Эта сильная слабая женщина
Шрифт:
— Зачем?
— Да хотя бы затем, — резко сказал Ухарский, — что у нас еще любят замалчивать настоящие дела и раздувать липовые. А мы делаем настоящее дело.
— У нас еще любят поднимать самих себя, Феликс. Неужели вы не поняли, что Игорь Борисович дал эту статью… ну, беседу… чтобы п о д н я т ь с е б я?

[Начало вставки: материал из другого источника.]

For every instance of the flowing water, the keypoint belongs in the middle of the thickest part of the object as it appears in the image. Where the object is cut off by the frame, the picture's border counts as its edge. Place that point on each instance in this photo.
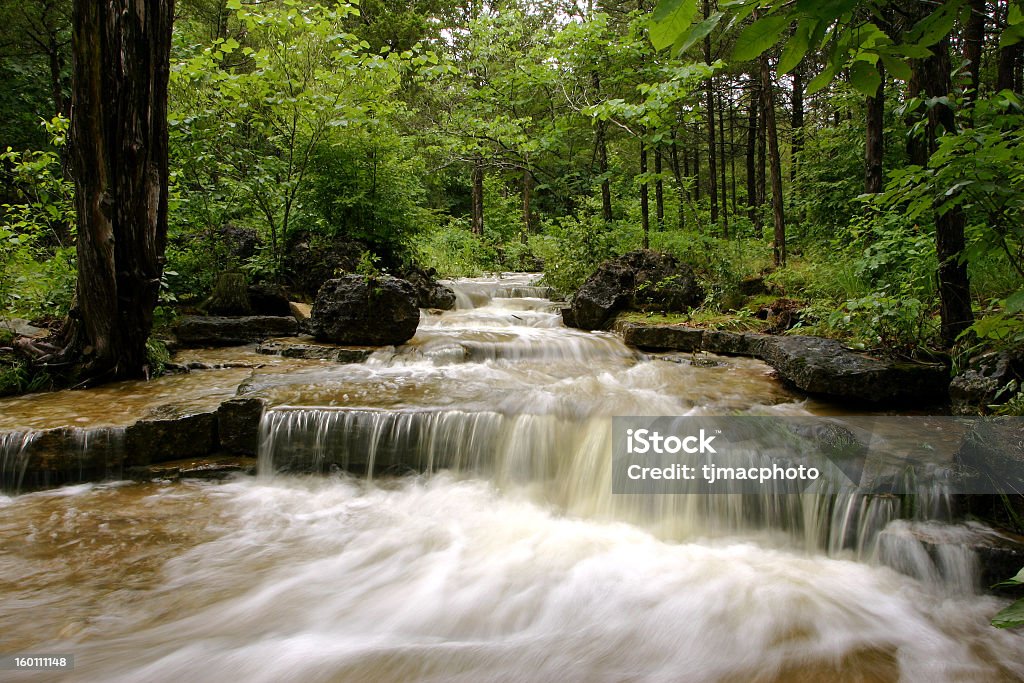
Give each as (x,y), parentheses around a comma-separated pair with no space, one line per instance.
(481,541)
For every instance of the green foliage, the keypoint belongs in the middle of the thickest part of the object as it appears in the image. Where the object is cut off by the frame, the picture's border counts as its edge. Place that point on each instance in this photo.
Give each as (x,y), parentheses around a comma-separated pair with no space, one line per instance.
(897,325)
(572,247)
(455,252)
(36,263)
(158,356)
(1011,616)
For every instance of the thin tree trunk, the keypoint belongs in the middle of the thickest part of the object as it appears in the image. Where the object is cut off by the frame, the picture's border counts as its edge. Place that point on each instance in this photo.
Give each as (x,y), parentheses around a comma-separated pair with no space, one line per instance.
(477,198)
(875,139)
(762,194)
(732,155)
(752,137)
(710,96)
(677,173)
(696,172)
(797,122)
(974,41)
(1008,57)
(121,50)
(601,146)
(658,189)
(778,245)
(56,87)
(712,152)
(644,207)
(527,209)
(933,78)
(725,185)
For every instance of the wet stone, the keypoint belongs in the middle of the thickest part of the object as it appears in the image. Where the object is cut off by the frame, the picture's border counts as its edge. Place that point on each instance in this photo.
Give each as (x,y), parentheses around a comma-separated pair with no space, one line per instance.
(312,351)
(218,467)
(238,425)
(161,439)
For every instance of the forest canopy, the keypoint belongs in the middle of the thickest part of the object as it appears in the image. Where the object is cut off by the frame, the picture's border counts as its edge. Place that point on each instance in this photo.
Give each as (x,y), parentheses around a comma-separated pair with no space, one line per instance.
(860,159)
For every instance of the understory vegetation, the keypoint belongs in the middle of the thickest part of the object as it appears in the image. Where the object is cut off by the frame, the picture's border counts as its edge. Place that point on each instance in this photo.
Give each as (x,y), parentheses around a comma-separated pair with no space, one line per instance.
(475,138)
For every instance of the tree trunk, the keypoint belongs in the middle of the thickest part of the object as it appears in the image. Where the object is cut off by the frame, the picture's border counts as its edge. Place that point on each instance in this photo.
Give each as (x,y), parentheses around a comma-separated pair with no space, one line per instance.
(601,148)
(1008,57)
(725,185)
(477,198)
(710,95)
(932,77)
(974,40)
(677,173)
(658,190)
(696,172)
(762,162)
(712,150)
(732,156)
(752,139)
(797,122)
(119,155)
(875,142)
(644,202)
(527,202)
(778,245)
(56,87)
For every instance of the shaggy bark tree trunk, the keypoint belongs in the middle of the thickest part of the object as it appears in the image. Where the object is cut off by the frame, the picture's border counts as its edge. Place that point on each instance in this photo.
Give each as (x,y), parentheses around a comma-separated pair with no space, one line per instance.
(119,156)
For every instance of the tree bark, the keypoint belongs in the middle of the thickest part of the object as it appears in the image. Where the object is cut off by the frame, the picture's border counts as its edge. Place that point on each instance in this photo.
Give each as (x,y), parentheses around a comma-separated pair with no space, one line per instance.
(752,138)
(527,205)
(710,95)
(119,156)
(875,142)
(658,190)
(725,185)
(601,147)
(644,200)
(933,78)
(974,40)
(712,151)
(778,244)
(797,121)
(477,198)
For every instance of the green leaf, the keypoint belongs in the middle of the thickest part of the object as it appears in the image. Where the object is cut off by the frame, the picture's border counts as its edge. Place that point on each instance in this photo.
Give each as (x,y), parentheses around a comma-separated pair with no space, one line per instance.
(670,19)
(796,47)
(759,36)
(697,33)
(1015,304)
(897,67)
(936,26)
(821,80)
(864,78)
(1011,616)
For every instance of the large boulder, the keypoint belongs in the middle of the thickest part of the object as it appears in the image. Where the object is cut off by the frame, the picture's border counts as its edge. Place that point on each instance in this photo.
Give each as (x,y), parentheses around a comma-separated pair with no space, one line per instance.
(366,311)
(976,388)
(642,280)
(825,368)
(429,293)
(266,299)
(229,331)
(310,260)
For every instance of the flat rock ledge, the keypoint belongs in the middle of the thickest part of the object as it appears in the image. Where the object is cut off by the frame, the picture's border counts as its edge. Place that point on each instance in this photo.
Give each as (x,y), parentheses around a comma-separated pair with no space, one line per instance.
(300,348)
(200,331)
(816,366)
(44,459)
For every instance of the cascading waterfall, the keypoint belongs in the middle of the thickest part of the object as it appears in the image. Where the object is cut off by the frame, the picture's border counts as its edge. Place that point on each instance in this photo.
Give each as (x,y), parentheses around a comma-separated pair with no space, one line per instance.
(86,454)
(557,444)
(510,560)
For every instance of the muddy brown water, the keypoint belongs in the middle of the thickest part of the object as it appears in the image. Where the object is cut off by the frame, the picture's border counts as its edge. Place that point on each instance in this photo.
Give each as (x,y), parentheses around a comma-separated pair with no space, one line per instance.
(518,565)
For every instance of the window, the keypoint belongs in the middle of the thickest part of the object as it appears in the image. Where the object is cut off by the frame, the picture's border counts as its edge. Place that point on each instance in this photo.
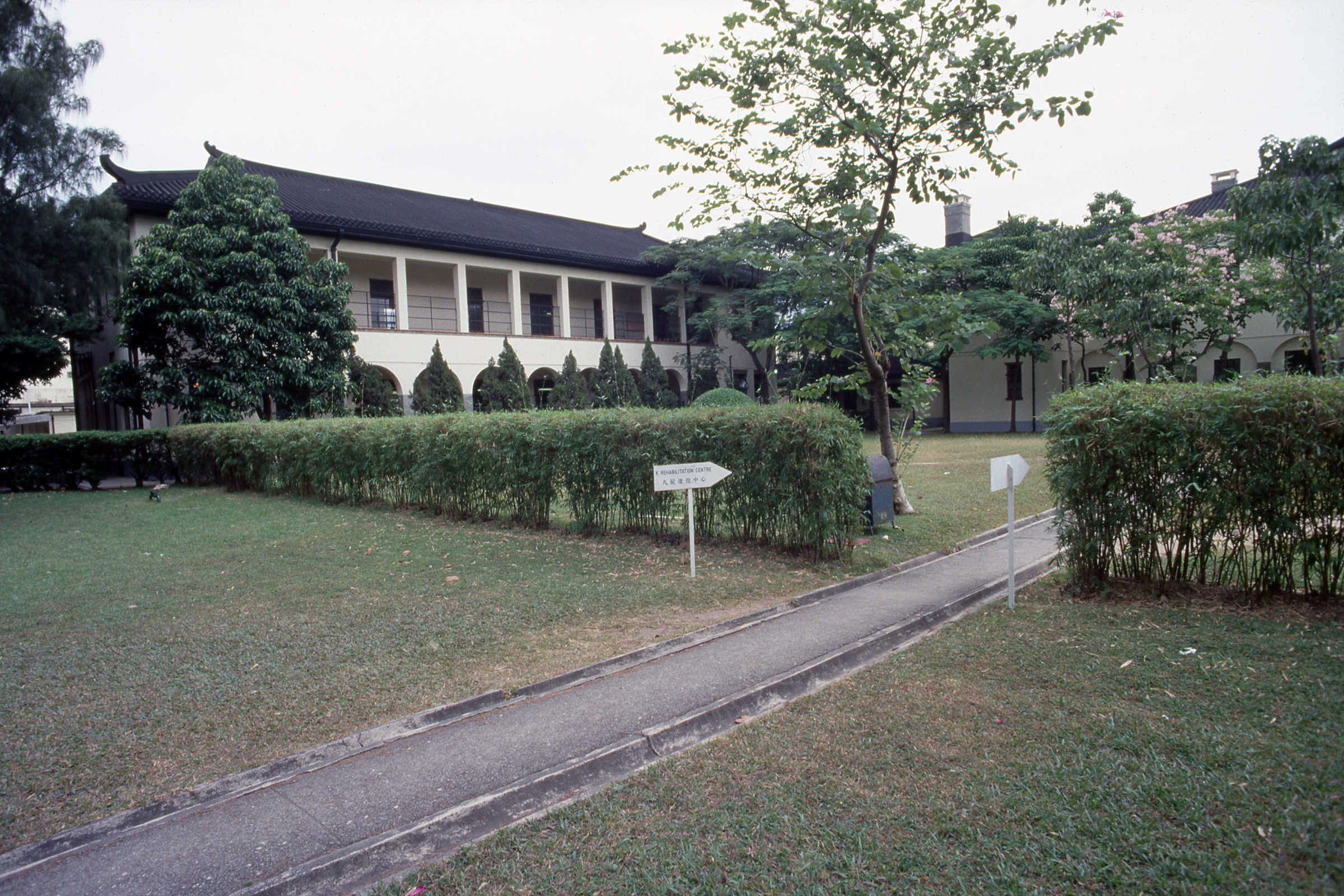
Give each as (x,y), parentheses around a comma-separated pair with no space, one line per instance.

«Он, конечно, передаст этот разговор Туфлину, — устало подумала Любовь Ивановна. — Что ж, пусть передает…»
Ухарский пожал плечами.
— Убейте меня, не могу вас понять. Ну, вам-то что, Любовь Ивановна?!
— Так ведь противно же, Феликс, — ответила она. — Сколько
— Вы что, собираетесь все это высказать шефу в глаза? — усмехнулся он.
— Не знаю, — отворачиваясь, ответила Любовь Ивановна.
— Значит, не собираетесь! И правильно сделаете. У него, между прочим, и другое положение, и другие масштабы, а вы этого не учитываете. И последствий тоже не учитываете; нет, Любовь Ивановна, вы все-таки из какого-то другого века…
Она ответила через силу:
— Знаете, Феликс, я не помню, чтобы и в нашем веке кто-то отменял обычную порядочность.
Ей казалось странным, что в институте в этот день царило чуть ли не праздничное настроение. «Читали?» — этот вопрос задавали друг другу весь день, и те, кто не читал, присаживались куда-нибудь в уголок потише, чтобы прочитать не спеша и несколько минут спустя спросить кого-нибудь из знакомых: «Читали?» Мнения же были единодушными: Туфлин здорово «поднял» институт! Такие статьи, да еще в т а к о й газете, — не случайность, и быть Игорю Борисовичу членкором — раз, и директором ИФМа — два!
Вечером, по дороге домой, Дружинин спросил ее:
— У тебя что-нибудь случилось?
— У меня? — переспросила она. — Ничего особенного.
— Эта статья в газете… — сказал Дружинин. — Там твоя фамилия, а ты говоришь — ничего особенного! Когда ты станешь совсем знаменитой, возьмешь меня в личные повара? Я еще и постирать могу, и полы мыть умею.
Любовь Ивановна слабо улыбнулась: шутка Дружинина была неприятна ей.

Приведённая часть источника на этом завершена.